Cache: Query result cache
Closed this issue · 6 comments
BohuTANG commented
Summary
Background
For a read, the main flow is:
- Get the source plan: file name(partition file)
- Read the files by file name which on object storage(like AWS S3).
With the query result cache, we can do:
- Step1. Parse the query, and calculate the fingerprint:
query_id
- Step2. Get the source plan(
read_plan
), and calculate the fingerprint:source_plan_id
- Step3. Check the cache
- 3.1 If the cache is exists:
/query_id/source_plan_id/result
, get and return the result. - 3.2 If the cache is not exists, put the result to the cache
- 3.1 If the cache is exists:
Where the cache stored
Storage in the S3, path is /<bucket>/<tenant>/result/cache/
, and the user can download it.
How to calculate the fingerprint
query_id
need based on the AST?select * from t1 where a>1
fingerprint is sameselect * from t1 where a>1 and 1=1
source_plan_id
based on the partition file name and the file offset
youngsofun commented
/assignme
flaneur2020 commented
cc @Chasen-Zhang this may help the issues we talked yesterday
BohuTANG commented
cc @drmingdrmer
drmingdrmer commented
The requirement for query result cache and the requirement for data block cache is different:
- The result cache must be complete, i.e., caching only part of the result is not allowed. The entire result data is added and removed as a whole.

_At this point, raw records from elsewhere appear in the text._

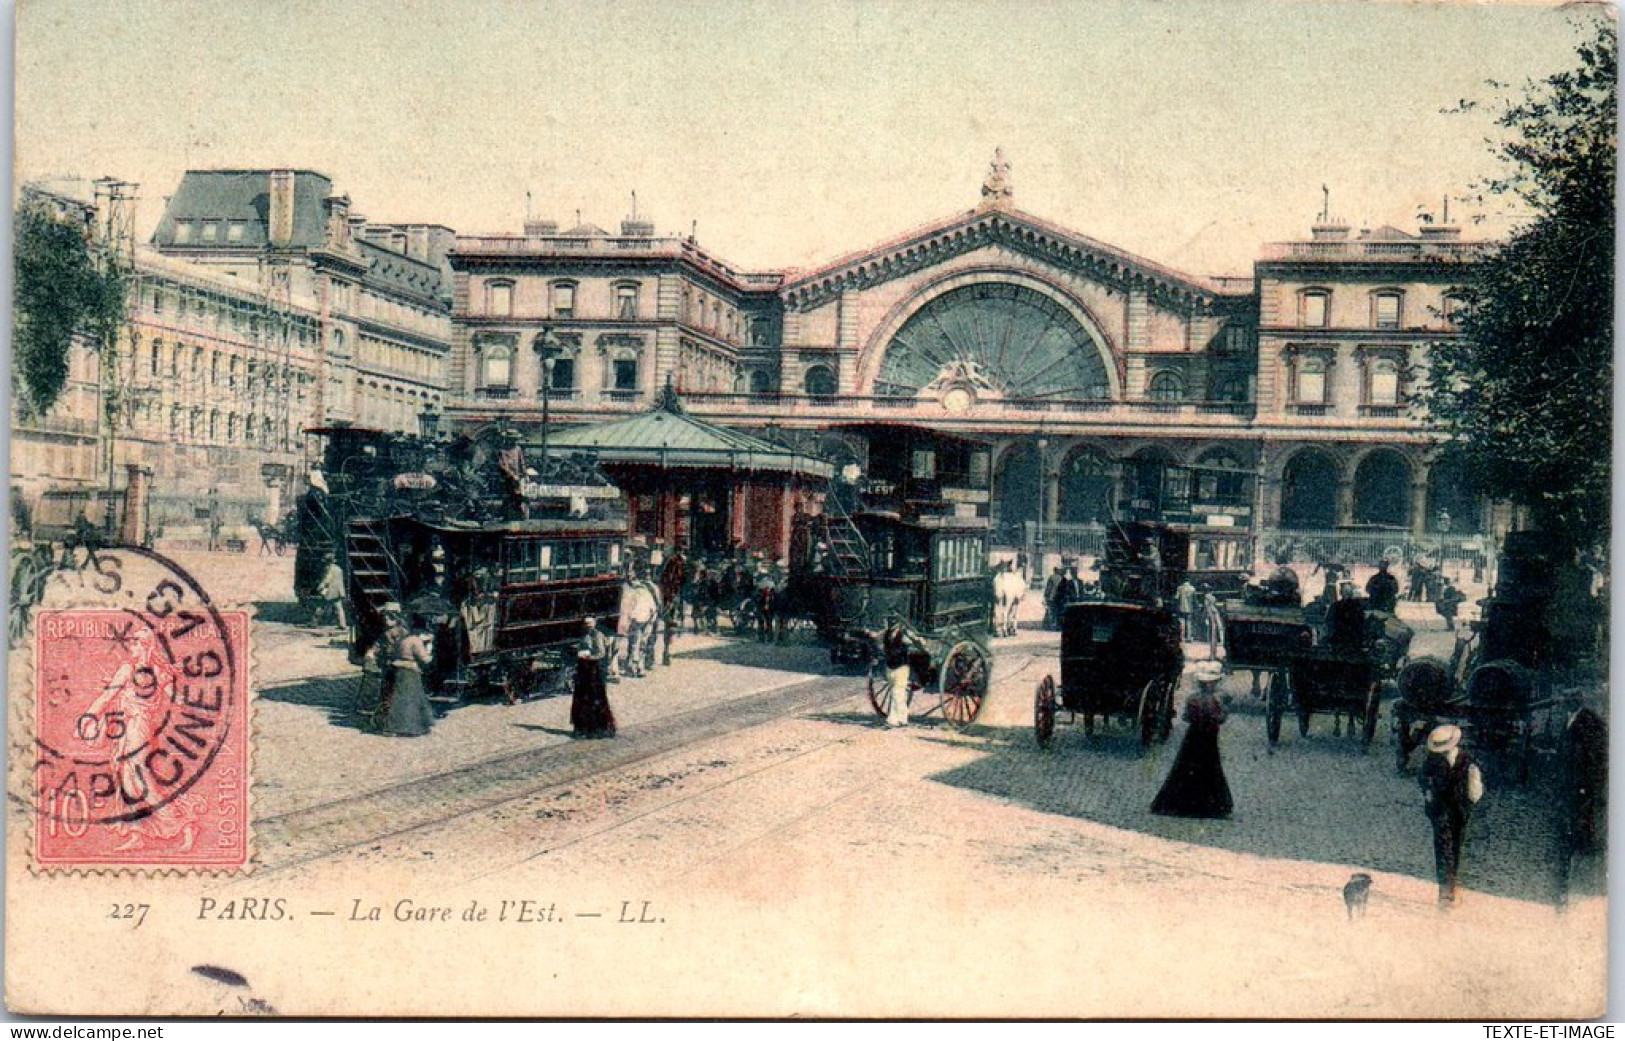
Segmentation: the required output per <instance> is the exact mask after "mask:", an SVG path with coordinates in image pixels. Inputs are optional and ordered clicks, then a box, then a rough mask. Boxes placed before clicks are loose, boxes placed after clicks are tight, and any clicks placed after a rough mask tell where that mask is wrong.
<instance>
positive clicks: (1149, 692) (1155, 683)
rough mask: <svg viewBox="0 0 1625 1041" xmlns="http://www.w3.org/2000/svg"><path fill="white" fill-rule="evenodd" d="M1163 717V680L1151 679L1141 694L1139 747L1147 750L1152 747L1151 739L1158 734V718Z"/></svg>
mask: <svg viewBox="0 0 1625 1041" xmlns="http://www.w3.org/2000/svg"><path fill="white" fill-rule="evenodd" d="M1160 715H1162V680H1160V679H1149V680H1146V685H1144V687H1142V689H1141V692H1139V713H1137V716H1136V719H1137V721H1139V747H1142V749H1146V747H1149V745H1150V739H1152V737H1154V736H1155V734H1157V716H1160Z"/></svg>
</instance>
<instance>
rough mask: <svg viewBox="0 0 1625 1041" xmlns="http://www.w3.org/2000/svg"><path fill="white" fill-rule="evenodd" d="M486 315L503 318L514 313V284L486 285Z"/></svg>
mask: <svg viewBox="0 0 1625 1041" xmlns="http://www.w3.org/2000/svg"><path fill="white" fill-rule="evenodd" d="M486 313H491V315H497V317H502V318H505V317H509V315H512V313H513V283H486Z"/></svg>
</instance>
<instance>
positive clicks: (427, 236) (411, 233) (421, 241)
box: [406, 224, 429, 263]
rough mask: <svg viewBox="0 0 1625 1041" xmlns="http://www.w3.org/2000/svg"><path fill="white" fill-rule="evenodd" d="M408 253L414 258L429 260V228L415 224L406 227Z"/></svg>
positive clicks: (418, 224) (406, 246)
mask: <svg viewBox="0 0 1625 1041" xmlns="http://www.w3.org/2000/svg"><path fill="white" fill-rule="evenodd" d="M406 255H408V257H411V258H413V260H423V261H426V263H427V260H429V229H427V227H424V226H423V224H413V226H410V227H408V229H406Z"/></svg>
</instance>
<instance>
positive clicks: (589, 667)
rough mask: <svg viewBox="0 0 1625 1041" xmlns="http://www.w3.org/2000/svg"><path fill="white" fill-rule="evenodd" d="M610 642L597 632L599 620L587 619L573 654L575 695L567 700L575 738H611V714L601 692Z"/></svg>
mask: <svg viewBox="0 0 1625 1041" xmlns="http://www.w3.org/2000/svg"><path fill="white" fill-rule="evenodd" d="M608 656H609V643H608V641H606V640H604V635H603V633H601V632H598V619H587V632H585V633H583V635H582V641H580V645H578V646H577V651H575V695H574V697H572V698H570V728H572V729H574V731H575V736H577V737H614V713H613V711H609V693H608V692H606V690H604V671H603V663H604V658H608Z"/></svg>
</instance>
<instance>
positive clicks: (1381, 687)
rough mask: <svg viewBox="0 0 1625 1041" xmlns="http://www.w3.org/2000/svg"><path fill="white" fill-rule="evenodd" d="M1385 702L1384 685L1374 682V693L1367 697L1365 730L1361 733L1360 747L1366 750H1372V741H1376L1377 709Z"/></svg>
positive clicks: (1372, 693) (1373, 688) (1365, 751)
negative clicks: (1382, 685)
mask: <svg viewBox="0 0 1625 1041" xmlns="http://www.w3.org/2000/svg"><path fill="white" fill-rule="evenodd" d="M1381 703H1383V687H1381V684H1371V693H1370V697H1367V698H1365V731H1363V732H1362V734H1360V747H1362V749H1363V750H1365V752H1370V750H1371V742H1373V741H1376V711H1378V708H1381Z"/></svg>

- The data block cache prefers partial cache: not used data should not be cached.
AFAIK, these two goals may conflict with each other:
- The result cache may be evicted due to too many block caches.
- The result cache would be better using a least-recently-added eviction policy(a result is kept for a certain time no matter how often it is read). While block cache would be better using a least-recently-used policy.
Xuanwo commented
This issue have been moved to v0.9
BohuTANG commented
The result cache is finished but not used yet, let's close.